Teodoro Obiang Nguema Mbasogo, 80, who has ruled Equatorial Guinea with an iron fist for 43 years and whose candidacy remained so far uncertain, will seek a new term in the presidential election in November, said the vice president on Twitter.
“Because of his charisma, his leadership and his political experience (…)”, the ruling party “unanimously elected the militant brother Teodoro Obiang Nguema Mbasogo as the candidate who will represent the party in the presidential elections” on November 20, wrote on Twitter the vice-president, Teodoro Nguema Obiang Mangue, nicknamed Teodorin, son of the incumbent president.
Mr. Obiang, head of Equatorial Guinea since 1979, holds the world record for longevity in power of living heads of state, excluding monarchies. The only issue at stake in the election was the nomination of the candidate of the Democratic Party of Equatorial Guinea (PDGE), which holds 99 of the 100 seats in the outgoing lower house and all 70 seats in the Senate.

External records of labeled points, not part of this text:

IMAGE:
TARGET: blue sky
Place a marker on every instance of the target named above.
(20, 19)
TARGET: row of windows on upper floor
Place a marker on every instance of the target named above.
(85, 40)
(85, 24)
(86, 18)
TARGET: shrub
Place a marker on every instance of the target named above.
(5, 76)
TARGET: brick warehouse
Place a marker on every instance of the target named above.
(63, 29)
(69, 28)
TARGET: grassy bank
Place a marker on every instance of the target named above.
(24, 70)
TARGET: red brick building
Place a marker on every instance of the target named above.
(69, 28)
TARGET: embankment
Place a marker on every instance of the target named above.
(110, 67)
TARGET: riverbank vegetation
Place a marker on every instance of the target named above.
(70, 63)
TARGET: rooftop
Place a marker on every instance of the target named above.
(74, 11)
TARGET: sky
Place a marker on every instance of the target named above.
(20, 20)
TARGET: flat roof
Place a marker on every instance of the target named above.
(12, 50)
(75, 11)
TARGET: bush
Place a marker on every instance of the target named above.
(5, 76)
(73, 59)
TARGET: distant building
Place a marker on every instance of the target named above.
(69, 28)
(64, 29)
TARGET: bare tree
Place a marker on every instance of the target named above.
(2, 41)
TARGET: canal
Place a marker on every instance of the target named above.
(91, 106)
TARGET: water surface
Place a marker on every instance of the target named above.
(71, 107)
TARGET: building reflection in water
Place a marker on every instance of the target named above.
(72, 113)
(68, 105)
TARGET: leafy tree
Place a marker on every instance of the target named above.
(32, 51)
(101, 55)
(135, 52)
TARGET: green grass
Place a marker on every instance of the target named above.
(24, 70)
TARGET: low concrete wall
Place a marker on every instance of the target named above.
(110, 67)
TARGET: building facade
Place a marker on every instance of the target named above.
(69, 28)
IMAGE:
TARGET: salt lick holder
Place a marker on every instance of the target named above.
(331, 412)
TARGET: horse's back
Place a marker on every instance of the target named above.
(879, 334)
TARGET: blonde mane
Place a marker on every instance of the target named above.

The hypothesis that Teodorin, long considered his father’s successor, would take over from him had gained momentum because of his omnipresence on the political scene for the past two years. The all-powerful and feared vice-president in charge of defense, publicly assumed jet-setter and sentenced in 2021 to three years of suspended prison in France within the framework of the business known as “ill-gotten gains”, had finally not been designated candidate to the general surprise.
The Equato-Guineans but also observers and diplomats pointed to a power struggle between Teodorin and some caciques of the regime, reluctant to see the son take the reins of this small but oil rich Central African country.